Thread (130 messages) 130 messages, 15 authors, 2013-04-17

Re: RAID performance - new kernel results

From: Charles Polisher <hidden>
Date: 2013-03-10 15:35:18

On Mar 02, 2013 Adam Goryachev wrote:
On 24/02/13 02:57, John Stoffel wrote:
quoted
Can I please ask you to sit down and write a paper for USENIX on this
whole issue and how you resolved it?  You and Stan have done a great
job here documenting and discussing the problems, troubleshooting
methods and eventual solution(s) to the problem.  

It would be wonderful to have some diagrams to go with all this
discussion, showing the original network setup, iSCSI disk setup,
etc.  Then how to updated and changed thing to find bottlenecks. 

The interesting thing is the complete slowdown when using LVM
snapshots, which points to major possibilities for performance
improvements there.  But those improvements will be hard to do without
being able to run on real hardware, which is expensive for people to
have at home.  

I've been following this discussion from day one and really enjoying
it and I've learned quite a bit about iSCSI, networking and some of
the RAID issues.  I too run Debian stable on my home NFS/VM/mail/mysql
server and I've been getting frustrated by how far back it is, even
with backports.  I got burned in the past by testing, which is why I
stay on stable, but now I'm feeling like I'm getting burned on stable
too.  *grin*  It's a balancing act for sure!
Hi Adam, John, and Stan,

I too have been poring over this thread for weeks while building and
testing arrays in my lab, trying techniques you've been tossing
around, diagramming hardware & software, and generating plots of
the results. It's quite interesting work though friends are
asking pointed questions about where I've been. 

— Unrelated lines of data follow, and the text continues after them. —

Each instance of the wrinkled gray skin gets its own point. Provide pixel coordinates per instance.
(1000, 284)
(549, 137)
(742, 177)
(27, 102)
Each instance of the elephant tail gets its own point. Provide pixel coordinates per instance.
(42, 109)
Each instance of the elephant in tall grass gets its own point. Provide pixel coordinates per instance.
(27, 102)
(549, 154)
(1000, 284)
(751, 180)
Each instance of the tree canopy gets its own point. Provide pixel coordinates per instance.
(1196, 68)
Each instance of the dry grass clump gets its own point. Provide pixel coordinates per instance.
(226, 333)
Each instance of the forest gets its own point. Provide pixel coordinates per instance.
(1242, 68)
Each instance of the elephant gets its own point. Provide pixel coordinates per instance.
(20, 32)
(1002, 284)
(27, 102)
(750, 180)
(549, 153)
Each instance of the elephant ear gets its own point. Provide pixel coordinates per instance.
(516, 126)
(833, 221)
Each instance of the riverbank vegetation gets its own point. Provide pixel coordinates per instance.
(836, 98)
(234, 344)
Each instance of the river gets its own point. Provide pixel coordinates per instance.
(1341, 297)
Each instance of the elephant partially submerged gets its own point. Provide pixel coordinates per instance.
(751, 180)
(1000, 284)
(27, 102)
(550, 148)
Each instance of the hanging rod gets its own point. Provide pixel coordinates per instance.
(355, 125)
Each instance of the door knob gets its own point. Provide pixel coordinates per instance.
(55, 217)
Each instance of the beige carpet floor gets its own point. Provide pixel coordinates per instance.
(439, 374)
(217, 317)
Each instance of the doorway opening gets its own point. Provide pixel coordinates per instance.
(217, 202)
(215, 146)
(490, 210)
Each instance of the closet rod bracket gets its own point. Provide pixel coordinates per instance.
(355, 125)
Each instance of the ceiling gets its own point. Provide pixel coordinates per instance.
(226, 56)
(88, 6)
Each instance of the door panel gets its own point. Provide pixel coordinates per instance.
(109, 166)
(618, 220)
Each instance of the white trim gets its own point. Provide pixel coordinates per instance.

Last night's episode was tweaking the IO queue scheduler -- with
a raid0-on-raid5x2 I saw a 40% boost in IOPS for 80/20 mix of
random read/write (noop vs cfq).
I've never writen anything like that, but I think I could write a book
on this. I keep thinking I should get a blog and put stuff like this on
there, but there is always something else to do, and I'm not the sort of
person to write in my diary every day :)

I've already written up a sort of non-technical summary for the client
(about 5 pages), and just sent a non-detailed technical summary to the
list. Once everything is completed and settled, I can try and combine
those two, maybe throw in a bunch of extra details (command lines,
config files, etc), and see where it ends up. I suppose you are
volunteering as editor <G>
I can assist with testbeds, scripts, and visualizations that
support this process. I also have some editing skills. My
personal goal for this year (and maybe next) is to build an open
source tool that takes a system description, projects figures of
merit (price, performance, reliability) for specified workloads,
and scripts the setup, benching, data collection, and
visualization tasks. It seems there could be a lot of overlap
between my project and what is needed to put together an article.
Contact me if you'd like to explore working together.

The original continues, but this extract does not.